そのおもてを見止めた途端、瞬時に己の表情が強張ったのが自分でもわかった。
「……ルカス」
冷えた声音で名を呼べば、ベリアンがふたりの間に割って入った。
「おふたりとも、そこまでにいたしましょう」
それぞれの胸に手を置き、そっと引き離す。
そのさまに、ふたりの瞳がほんの少しだけ柔らかくなった。
「そうだね、早く済ませてしまおうか」
彼のほうを見ないまま、笑んだ唇。
そんな彼に、ルカスはすぅっと両の眼を細めた。
(やはり、キミは私を赦してはいないようだね)
そうであっても仕方ない。
己のした行為と、………彼の性格を考えれば。
(……ミヤジ)
心で呼びかける。
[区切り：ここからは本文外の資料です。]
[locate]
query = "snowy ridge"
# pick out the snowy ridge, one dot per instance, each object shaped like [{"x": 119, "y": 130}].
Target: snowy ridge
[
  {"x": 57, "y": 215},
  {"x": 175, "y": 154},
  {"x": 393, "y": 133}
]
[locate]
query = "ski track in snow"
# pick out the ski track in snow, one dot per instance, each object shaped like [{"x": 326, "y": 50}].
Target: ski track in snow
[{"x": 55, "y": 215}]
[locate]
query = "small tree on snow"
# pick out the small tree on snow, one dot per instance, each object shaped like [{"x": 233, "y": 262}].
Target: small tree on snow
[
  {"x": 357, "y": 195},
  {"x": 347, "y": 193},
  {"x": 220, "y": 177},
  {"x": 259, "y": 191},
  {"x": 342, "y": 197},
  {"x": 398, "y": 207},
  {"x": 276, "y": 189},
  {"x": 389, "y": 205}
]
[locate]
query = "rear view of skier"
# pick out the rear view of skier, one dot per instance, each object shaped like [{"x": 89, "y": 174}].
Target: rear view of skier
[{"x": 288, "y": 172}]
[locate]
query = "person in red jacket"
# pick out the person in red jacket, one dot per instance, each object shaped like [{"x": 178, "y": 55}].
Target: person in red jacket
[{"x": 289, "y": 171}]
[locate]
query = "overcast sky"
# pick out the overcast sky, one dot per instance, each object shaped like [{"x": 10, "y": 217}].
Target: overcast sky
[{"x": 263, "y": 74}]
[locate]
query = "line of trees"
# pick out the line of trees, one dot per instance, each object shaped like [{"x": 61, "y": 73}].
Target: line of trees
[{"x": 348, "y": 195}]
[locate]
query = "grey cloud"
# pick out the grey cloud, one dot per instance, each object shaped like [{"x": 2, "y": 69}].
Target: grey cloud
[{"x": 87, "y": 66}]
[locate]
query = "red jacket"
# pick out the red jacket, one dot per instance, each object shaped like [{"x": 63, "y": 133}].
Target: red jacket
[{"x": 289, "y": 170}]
現で口にしても、響かないであろう己の考えを。
(私に、キミの赦しを乞う資格はないけれど………、)
医師として、ひとりの友人として、
いつの日かキミの心の蟠りが解ける日が来ることを願っているよ。
………と。視線に気づいたミヤジが、こちらへと瞳を巡らせてきた。
怪訝そうに柳眉を顰め、彼の視線をうけ止める。
「何かな、ルカス?」
冷たい声音。あらゆる感情を無理やり剥いだような、妙に平坦な声。
それでもこちらを見つめる瞳に、ルカスは唇をひらいた。
「いや、………何でもないさ」
にっこりと笑んだおもてを胡散臭げに見やって、彼の視線が離れていく。